With the Legislature ready to take up judicial selection as early as next week, the Kansas Bar Association is suggesting that lawmakers rework the way upper-level judges are nominated instead of revamping the entire system and letting Gov. Sam Brownback name judges who are confirmed by the Senate.
"Let's not throw the baby out with the bathwater," bar association president Lee Smithyman of Overland Park said.
The method for picking upper-level judges has been controversial in Kansas because it depends on a nominating commission that has lawyers as a majority of its members.
State appeals court judges are screened by a nine-member nominating commission that includes five lawyers, plus four non-attorneys named by the governor.
The governor chooses from a list of three nominees selected by the commission. Nominees for the state Supreme Court are chosen the same way, but that procedure is harder to change because it's set by the state constitution and would require a public vote along with support of two-thirds of the Legislature.
Kansas is the only state that gives lawyers a majority control over the selection of judges, experts say.
Critics say the selection process is fundamentally undemocratic because it vests power in attorneys who are not accountable to the public.
Republican Gov. Sam Brownback's administration has pushed for a federal model where the chief executive -- in this case the governor -- appoints judges with Senate confirmation. He is expected to push for a similar measure this year, possibly with a constitutional amendment.
Supporters of the current system say it protects the judicial branch from political gamesmanship, best illustrated in 1957 when a former Kansas governor maneuvered to get himself appointed to the Supreme Court.
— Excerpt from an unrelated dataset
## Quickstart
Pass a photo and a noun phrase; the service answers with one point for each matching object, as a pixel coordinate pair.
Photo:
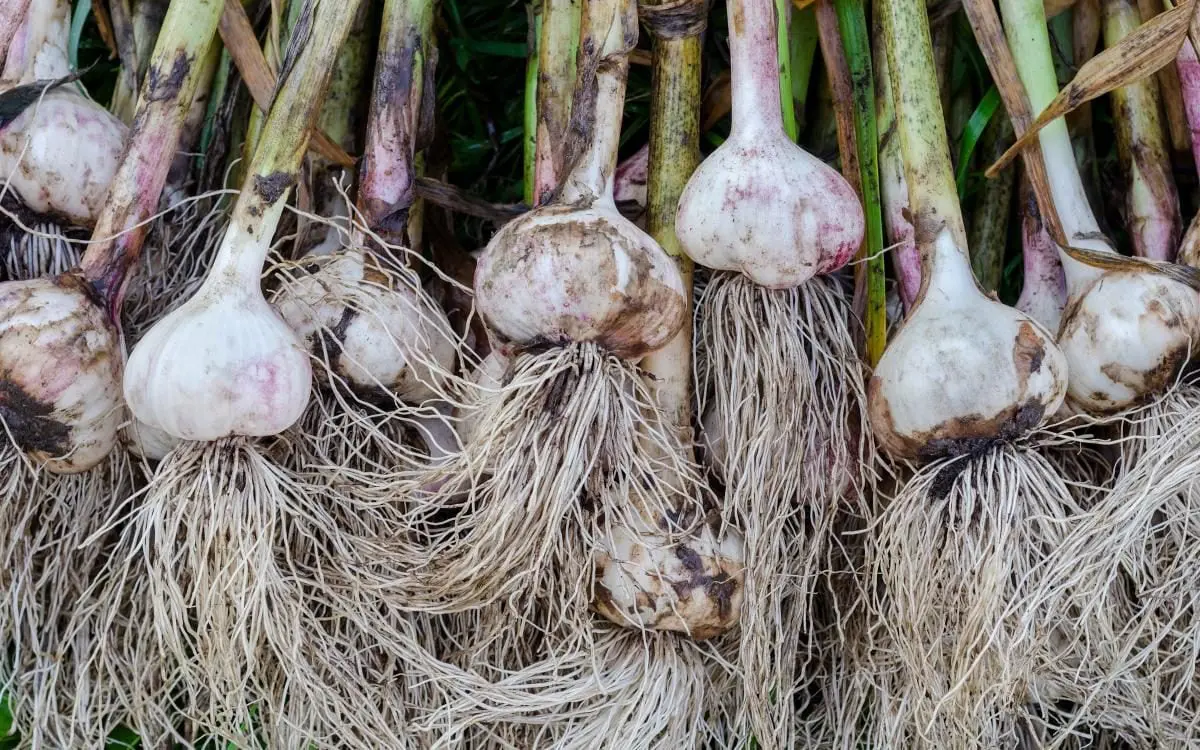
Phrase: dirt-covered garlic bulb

They say that efforts to change the selection process are driven by an ideological agenda and Brownback's desire to leave his imprint on the state. Brownback allies who oppose abortion want to change the system, anticipating the governor could choose judges more sympathetic to his views on that issue. They say Senate confirmation would reveal a prospective judge's views about abortion.
The bar association recently passed a resolution supporting the current system, "independent" of how the nominating panel is selected. And late Tuesday afternoon, the bar association endorsed a plan that would expand the nominating commission to 15 members from nine.
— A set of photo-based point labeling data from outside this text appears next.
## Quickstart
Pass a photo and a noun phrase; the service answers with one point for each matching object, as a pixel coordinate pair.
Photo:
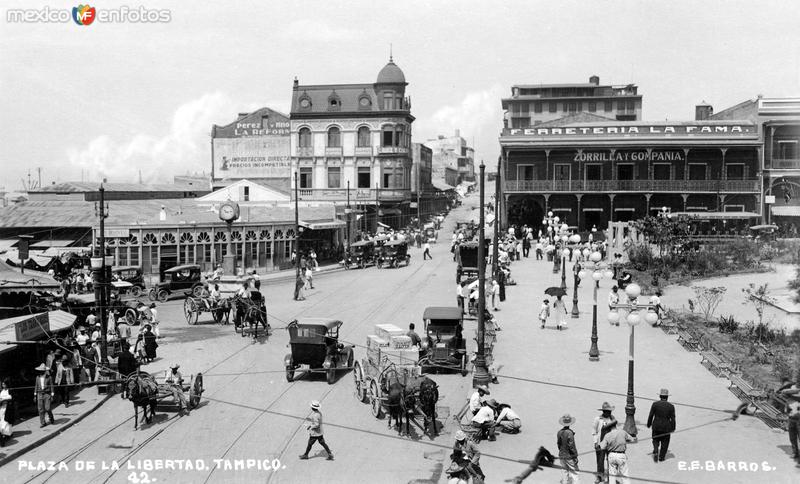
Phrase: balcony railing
(356, 194)
(708, 186)
(785, 163)
(392, 150)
The bar calls it the "4-5-6" plan. Four members of the commission would be elected by attorneys, one from each congressional district. Five would be appointed by the governor. Six would be appointed by the Legislature. The legislative appointments would be divided among the Senate president, the House speaker, the House minority leader and the Senate minority leader.
That plan would be applied to the commissions that recommend judges of the Court of Appeals and the state Supreme Court. It would be offered as a constitutional amendment.
"We believe (the plan) will eliminate any argument or criticism that attorneys have any control over this," Smithyman said.
Smithyman said turning the selection of upper-level judges to the governor is not the best system.
"Obviously, only those who are well known to the governor have an opportunity to be appellate judges," Smithyman said.
Rep. John Rubin, a Shawnee Republican, has been one of the fiercest critics of the existing system. He has proposed something similar to what the bar association is suggesting.
He favors a nominating commission picked by the governor, the House speaker and the Senate president. Ultimately, the governor would pick a candidate who would need to be confirmed by the Senate. Under Rubin's plan, a majority of the commission could not be lawyers.
Rubin said he hopes to get the bar association to work with him on his legislation.
Other lawmakers, including Rep. Lance Kinzer, favor the federal model.
Kinzer, an Olathe Republican and chairman of the House Judiciary Committee, thinks a consensus is developing for changing the current system.
"I think more and more folks are recognizing that there are imbalances in the current system," Kinzer said. "I think it's fairly likely that the system we have today will be reformed in some fashion."